Benchmarking TF-TRT on the Raspberry Pi and Jetson Nano
Most people expect to train on higher-power hardware and then deploy the trained networks on the Pi and Nano. If they use TensorFlow for training, they have are several choices for deployment:
- Standard TensorFlow
- TensorFlow Lite
- TF-TRT (a TensorFlow wrapper around NVIDIA's TensorRT, or TRT)
- Raw TensorRT
I've run a number of benchmarks, and the results have been much as I expected.

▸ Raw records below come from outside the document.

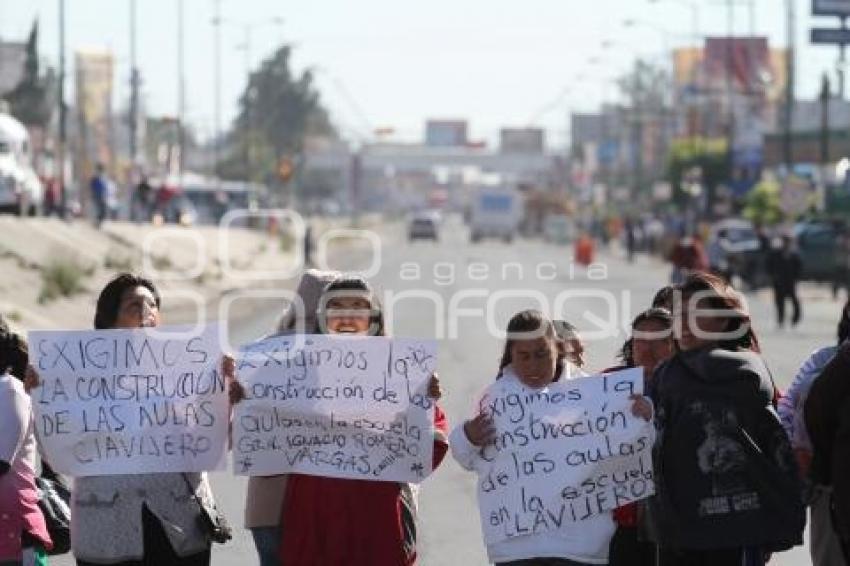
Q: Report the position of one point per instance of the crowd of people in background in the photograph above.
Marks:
(725, 432)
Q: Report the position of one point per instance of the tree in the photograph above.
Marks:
(30, 99)
(278, 111)
(709, 156)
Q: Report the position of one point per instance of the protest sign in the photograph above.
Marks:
(564, 453)
(345, 407)
(130, 401)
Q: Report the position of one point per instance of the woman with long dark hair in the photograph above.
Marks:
(727, 489)
(824, 545)
(150, 519)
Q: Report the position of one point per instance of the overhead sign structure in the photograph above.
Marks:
(831, 7)
(831, 36)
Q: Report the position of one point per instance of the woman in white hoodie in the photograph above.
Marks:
(530, 363)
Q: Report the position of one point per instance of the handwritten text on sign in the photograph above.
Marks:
(564, 453)
(130, 401)
(346, 407)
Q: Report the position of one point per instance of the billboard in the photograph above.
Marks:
(831, 7)
(445, 133)
(521, 140)
(94, 74)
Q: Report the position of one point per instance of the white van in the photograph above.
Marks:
(496, 213)
(21, 190)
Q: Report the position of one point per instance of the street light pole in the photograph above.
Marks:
(63, 111)
(787, 150)
(181, 94)
(217, 86)
(134, 89)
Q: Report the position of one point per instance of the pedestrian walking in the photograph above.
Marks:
(143, 200)
(348, 522)
(824, 544)
(841, 258)
(24, 539)
(688, 256)
(785, 268)
(727, 486)
(99, 186)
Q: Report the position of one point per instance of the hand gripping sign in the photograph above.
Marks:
(130, 401)
(564, 453)
(344, 407)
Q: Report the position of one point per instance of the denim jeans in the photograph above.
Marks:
(267, 541)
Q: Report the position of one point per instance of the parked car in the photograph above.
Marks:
(818, 245)
(735, 251)
(496, 213)
(422, 226)
(21, 191)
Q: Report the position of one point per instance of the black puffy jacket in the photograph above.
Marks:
(725, 473)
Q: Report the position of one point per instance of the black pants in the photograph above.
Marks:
(626, 549)
(158, 551)
(718, 557)
(780, 294)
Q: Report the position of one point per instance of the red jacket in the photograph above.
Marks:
(346, 522)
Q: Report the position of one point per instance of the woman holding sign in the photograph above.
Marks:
(23, 533)
(531, 361)
(150, 519)
(727, 489)
(348, 522)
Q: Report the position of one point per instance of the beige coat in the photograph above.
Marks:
(264, 503)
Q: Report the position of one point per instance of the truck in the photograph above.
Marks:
(496, 212)
(21, 191)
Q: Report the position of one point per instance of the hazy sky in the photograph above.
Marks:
(394, 63)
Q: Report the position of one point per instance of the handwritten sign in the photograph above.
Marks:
(565, 453)
(130, 401)
(345, 407)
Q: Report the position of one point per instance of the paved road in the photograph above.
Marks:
(450, 533)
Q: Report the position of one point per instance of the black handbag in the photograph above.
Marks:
(54, 501)
(211, 519)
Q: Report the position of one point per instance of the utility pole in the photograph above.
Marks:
(249, 106)
(787, 151)
(842, 60)
(63, 111)
(824, 119)
(181, 95)
(217, 86)
(134, 90)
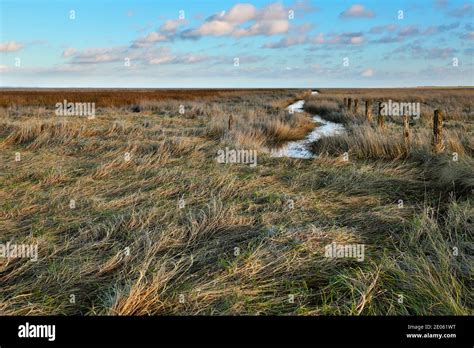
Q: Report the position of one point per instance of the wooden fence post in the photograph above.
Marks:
(438, 131)
(406, 128)
(368, 110)
(380, 118)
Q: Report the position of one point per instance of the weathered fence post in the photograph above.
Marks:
(380, 118)
(406, 128)
(368, 110)
(438, 131)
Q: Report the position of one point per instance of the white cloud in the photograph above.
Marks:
(368, 73)
(68, 52)
(270, 20)
(357, 11)
(11, 46)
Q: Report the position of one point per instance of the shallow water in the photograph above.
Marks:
(299, 148)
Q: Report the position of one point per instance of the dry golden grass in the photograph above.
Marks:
(236, 247)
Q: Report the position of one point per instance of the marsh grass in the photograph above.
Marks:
(128, 249)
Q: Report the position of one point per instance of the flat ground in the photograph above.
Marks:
(236, 247)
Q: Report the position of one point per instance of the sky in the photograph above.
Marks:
(212, 44)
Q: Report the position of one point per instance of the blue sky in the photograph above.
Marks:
(195, 43)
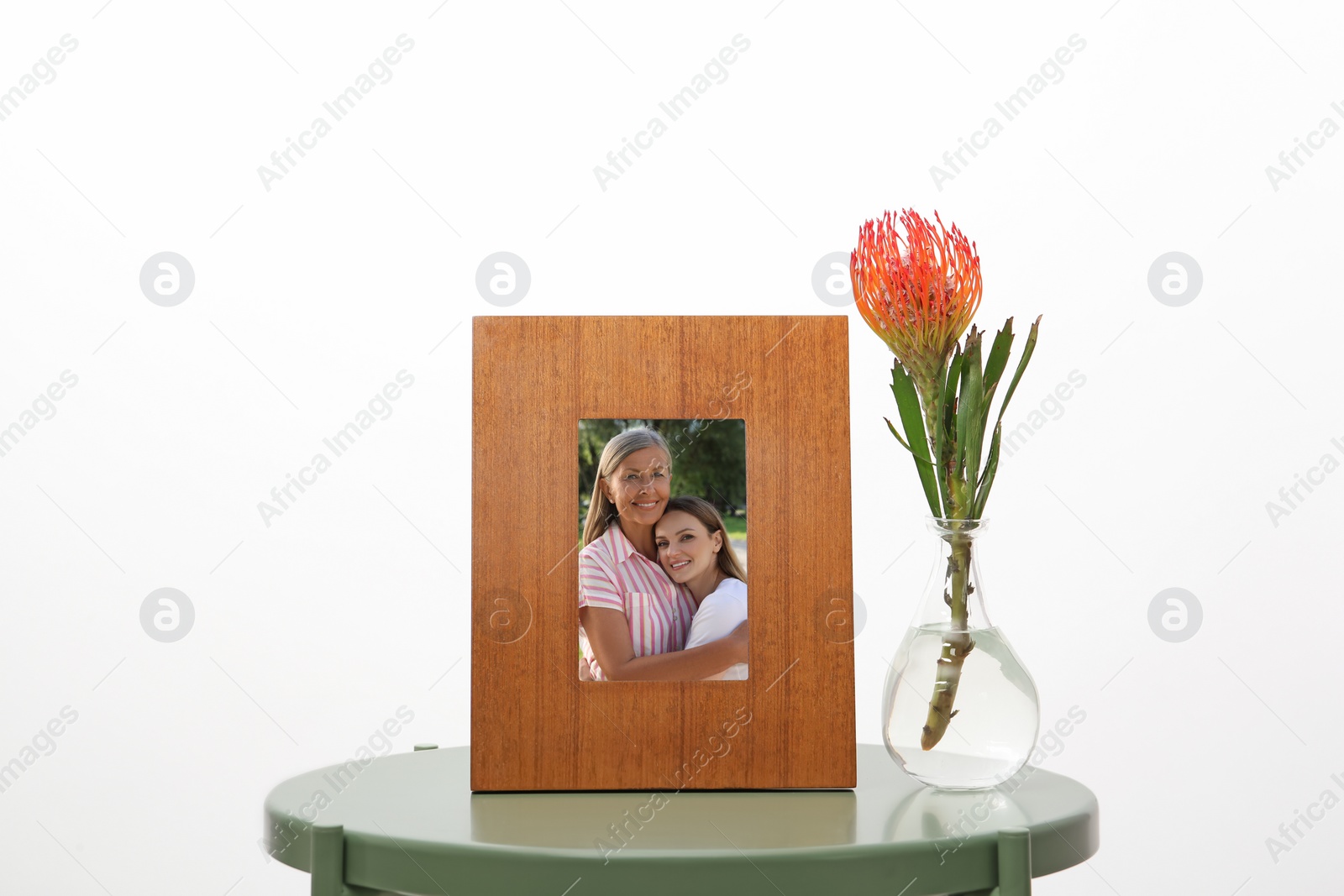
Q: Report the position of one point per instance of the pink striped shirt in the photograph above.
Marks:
(613, 574)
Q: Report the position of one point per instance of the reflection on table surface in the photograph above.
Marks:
(427, 797)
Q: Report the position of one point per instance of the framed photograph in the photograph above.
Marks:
(624, 637)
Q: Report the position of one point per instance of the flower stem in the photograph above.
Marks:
(956, 644)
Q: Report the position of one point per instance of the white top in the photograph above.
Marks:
(718, 616)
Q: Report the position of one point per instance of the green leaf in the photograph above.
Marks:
(945, 434)
(911, 418)
(1021, 365)
(969, 427)
(995, 365)
(987, 479)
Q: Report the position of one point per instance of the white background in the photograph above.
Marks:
(360, 262)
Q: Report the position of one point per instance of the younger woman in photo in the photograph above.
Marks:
(696, 551)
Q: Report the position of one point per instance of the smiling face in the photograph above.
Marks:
(640, 485)
(685, 547)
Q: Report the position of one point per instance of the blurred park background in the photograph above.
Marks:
(709, 461)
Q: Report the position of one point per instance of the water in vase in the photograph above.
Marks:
(995, 715)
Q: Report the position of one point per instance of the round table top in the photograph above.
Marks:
(412, 825)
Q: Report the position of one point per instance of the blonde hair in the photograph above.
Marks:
(622, 445)
(712, 521)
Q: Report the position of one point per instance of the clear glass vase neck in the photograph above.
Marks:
(953, 594)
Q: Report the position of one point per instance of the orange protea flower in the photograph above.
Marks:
(920, 291)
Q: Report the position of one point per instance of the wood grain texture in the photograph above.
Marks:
(534, 725)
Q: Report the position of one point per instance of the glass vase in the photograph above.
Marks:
(958, 710)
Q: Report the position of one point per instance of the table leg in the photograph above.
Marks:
(328, 855)
(1014, 862)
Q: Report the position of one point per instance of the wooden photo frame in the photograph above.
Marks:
(534, 725)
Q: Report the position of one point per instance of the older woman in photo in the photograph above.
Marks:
(633, 618)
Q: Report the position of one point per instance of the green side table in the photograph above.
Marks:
(409, 824)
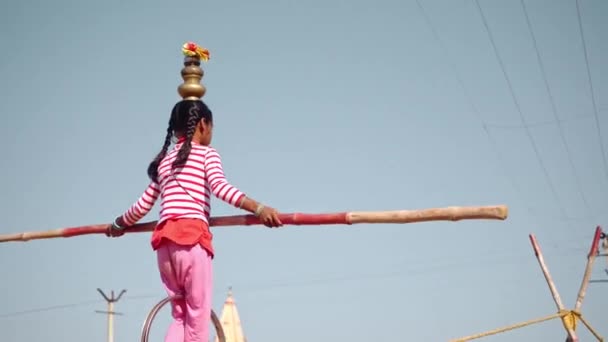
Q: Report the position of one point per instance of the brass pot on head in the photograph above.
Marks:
(192, 73)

I did encounter one surprising result, though, which I'll talk about at the end of the post. It's a pitfall that could easily have invalidated the figures I'm about to share.
Benchmarking MobileNet V2
The results I'll report are based on running MobileNetV2 pre-trained with ImageNet data. I've adapted the code from the excellent DLology blog which covers deployment to the Nano. I've also deployed the model on the Pi using a hacked community build of TensorFlow, obtained from here. That has a wheel containing TF-TRT for python3.7, which is the default for Raspbian Buster.

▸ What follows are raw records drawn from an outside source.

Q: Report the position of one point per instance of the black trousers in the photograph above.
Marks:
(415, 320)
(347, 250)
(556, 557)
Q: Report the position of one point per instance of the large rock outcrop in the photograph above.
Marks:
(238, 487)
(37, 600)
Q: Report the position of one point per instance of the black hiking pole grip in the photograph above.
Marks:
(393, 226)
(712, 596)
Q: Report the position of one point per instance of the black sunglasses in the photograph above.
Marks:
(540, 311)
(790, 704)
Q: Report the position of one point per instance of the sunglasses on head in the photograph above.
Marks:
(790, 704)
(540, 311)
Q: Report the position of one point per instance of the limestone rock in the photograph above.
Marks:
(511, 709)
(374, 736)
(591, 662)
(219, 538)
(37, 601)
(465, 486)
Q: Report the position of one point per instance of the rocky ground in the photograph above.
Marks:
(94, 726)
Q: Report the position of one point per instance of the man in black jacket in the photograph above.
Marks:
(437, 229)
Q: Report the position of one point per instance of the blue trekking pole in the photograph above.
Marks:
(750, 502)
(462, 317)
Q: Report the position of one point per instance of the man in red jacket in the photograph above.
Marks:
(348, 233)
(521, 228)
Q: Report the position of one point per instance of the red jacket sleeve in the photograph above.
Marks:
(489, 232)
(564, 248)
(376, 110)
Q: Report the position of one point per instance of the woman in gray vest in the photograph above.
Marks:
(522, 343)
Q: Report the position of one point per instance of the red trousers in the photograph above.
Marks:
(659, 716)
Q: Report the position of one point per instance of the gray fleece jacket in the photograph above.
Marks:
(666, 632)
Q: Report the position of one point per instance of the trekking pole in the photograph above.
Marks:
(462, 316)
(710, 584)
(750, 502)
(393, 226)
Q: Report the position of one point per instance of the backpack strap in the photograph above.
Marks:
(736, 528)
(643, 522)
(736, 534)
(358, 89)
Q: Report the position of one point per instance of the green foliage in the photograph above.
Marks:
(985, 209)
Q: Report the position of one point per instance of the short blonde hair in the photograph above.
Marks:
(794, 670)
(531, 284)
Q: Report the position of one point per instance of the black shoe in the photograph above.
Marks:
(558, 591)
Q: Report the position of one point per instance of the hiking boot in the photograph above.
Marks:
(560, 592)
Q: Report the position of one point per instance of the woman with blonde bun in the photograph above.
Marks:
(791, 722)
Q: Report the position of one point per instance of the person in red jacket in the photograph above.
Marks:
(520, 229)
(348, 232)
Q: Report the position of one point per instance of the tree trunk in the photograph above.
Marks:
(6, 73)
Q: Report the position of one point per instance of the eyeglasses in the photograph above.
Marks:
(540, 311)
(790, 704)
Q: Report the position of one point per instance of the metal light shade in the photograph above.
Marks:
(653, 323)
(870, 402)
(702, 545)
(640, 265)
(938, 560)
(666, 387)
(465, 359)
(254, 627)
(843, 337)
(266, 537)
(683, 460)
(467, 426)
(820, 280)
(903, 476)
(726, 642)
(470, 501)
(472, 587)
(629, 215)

(The wheel seems to have a minor bug. This weekend I'll set up a GitHub repo with the sed script I used to work around that, along with the notebooks I used to run the tests.)
The Pi 4B has 4GB of RAM, running a freshly updated version of Raspbian buster.
So here are the results you've been waiting for, expressed in seconds per image and frames per second (FPS).
Platform Software Seconds/image FPS Raspberry Pi TF 0.226 4.42 Raspberry Pi TF-TRT 0.20 5.13 Jetson Nano TF 0.082 12.2 Jetson Nano TF-TRT 0.04 25.63
According to these figures, the Nano is three to five times faster than the Pi, and TF-TRT is about twice as fast as raw TensorFlow on the Nano.
TF-TRT is only slightly faster than raw TensorFlow on the Pi. I'm not sure why this should be, but the timings are pretty consistent. At some stage I'll run some other models, but those will have to do for now.
A benchmarking pitfall
Fortunately Raffaello Bonghi's excellent jtop package saved the day. jtop is an enhanced version of top for Jetsons which shows real-time GPU and memory usage.
Looking at its output, I realised that an earlier session on the Nano was still taking up memory. Once I'd closed the session down, a re-run gave me the 25 fps which I and others had seen before.
I continue to be impressed by the Pi 4 and the Nano.
While the Nano's GPU offers significantly faster performance on Deep Learning tasks, it cost almost twice as much. Both represent excellent value for money, and your choice will depend on the requirements for your project.